La macroeconomía dominante -keynesiana, monetarista, neoclásica- construyó durante décadas un edificio teórico imponente. Este libro demuestra que tiene grietas irreparables.
Milei y Ravier no se limitan a cuestionar a Keynes: van sobre Friedman, Lucas y Samuelson. Su tesis central es tan simple como contundente: el dinero nunca es neutral. Cada expansión monetaria deja marcas permanentes en la estructura real de la producción.
Un libro que no se limita a la academia: sus ideas ya fueron sometidas al laboratorio más exigente del mundo, la Argentina, con resultados que el pensamiento convencional todavía no sabe cómo procesar.
La curva de Phillips -en su versión original y en todas sus reformulaciones- ha muerto.
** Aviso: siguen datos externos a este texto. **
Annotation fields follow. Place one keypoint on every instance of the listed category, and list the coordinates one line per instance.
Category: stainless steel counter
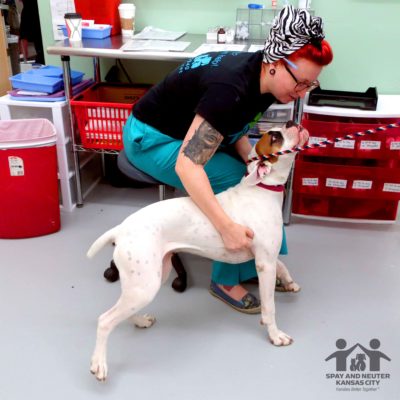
(110, 48)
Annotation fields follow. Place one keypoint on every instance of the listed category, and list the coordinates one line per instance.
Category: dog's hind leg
(128, 304)
(266, 270)
(283, 274)
(140, 281)
(146, 320)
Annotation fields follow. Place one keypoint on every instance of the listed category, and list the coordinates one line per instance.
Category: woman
(183, 130)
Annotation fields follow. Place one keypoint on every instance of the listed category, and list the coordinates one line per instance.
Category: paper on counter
(255, 47)
(207, 47)
(151, 33)
(154, 45)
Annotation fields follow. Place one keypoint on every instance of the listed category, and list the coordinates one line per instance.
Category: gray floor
(51, 296)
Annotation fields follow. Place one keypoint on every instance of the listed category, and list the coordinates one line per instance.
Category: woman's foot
(237, 297)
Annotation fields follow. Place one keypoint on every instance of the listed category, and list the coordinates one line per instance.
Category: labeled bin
(29, 201)
(101, 112)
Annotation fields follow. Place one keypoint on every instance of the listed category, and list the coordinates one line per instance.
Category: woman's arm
(199, 145)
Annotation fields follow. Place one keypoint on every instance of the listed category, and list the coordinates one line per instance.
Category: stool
(112, 274)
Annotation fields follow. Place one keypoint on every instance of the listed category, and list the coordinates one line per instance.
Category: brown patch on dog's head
(271, 142)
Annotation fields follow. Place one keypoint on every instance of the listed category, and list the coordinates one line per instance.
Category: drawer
(347, 181)
(381, 145)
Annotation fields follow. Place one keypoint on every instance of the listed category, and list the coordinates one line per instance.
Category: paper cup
(73, 21)
(127, 18)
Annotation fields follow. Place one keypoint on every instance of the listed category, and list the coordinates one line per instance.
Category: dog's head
(275, 170)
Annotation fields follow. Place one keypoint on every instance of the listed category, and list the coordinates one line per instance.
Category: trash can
(29, 200)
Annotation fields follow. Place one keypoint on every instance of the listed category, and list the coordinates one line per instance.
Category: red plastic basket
(347, 181)
(104, 13)
(382, 145)
(101, 112)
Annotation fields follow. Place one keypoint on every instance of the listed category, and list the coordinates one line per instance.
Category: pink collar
(274, 188)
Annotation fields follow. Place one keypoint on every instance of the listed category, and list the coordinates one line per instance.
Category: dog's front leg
(266, 270)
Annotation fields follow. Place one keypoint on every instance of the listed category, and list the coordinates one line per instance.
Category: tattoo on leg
(203, 144)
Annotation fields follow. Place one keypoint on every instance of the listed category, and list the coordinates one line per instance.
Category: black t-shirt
(222, 87)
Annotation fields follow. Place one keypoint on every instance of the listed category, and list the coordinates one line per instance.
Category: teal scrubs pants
(155, 153)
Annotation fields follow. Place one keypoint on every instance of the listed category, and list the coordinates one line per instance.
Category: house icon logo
(358, 368)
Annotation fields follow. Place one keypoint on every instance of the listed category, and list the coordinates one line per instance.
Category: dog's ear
(258, 170)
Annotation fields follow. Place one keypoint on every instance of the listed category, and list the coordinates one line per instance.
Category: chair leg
(111, 273)
(180, 283)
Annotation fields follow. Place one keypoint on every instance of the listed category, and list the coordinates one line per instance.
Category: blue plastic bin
(57, 72)
(101, 32)
(36, 83)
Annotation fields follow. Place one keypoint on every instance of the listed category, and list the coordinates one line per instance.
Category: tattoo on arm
(203, 144)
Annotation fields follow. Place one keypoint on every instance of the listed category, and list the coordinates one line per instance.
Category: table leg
(287, 203)
(68, 94)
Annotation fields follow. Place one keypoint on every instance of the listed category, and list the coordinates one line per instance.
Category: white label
(395, 146)
(310, 181)
(391, 187)
(362, 184)
(370, 145)
(316, 139)
(16, 166)
(345, 144)
(339, 183)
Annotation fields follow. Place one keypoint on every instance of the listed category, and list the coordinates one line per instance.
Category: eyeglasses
(300, 86)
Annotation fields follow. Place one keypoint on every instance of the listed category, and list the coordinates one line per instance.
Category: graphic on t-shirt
(205, 59)
(199, 61)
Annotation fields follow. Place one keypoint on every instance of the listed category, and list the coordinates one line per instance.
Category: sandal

En su reemplazo, los autores proponen un modelo enraizado en la tradición de Mises y Hayek que explica lo que el mainstream no pudo: las crisis de 1930, 1987, 2001 y 2008.
Como señala Jesús Huerta de Soto en el prólogo, estas páginas tienden puentes para que los economistas del mainstream <«puedan ir dándose cuenta de sus errores y limitaciones y, si son lo suficientemente humildes e intelectualmente honestos, ir paulatinamente abrazando los postulados de la Escuela Austriaca».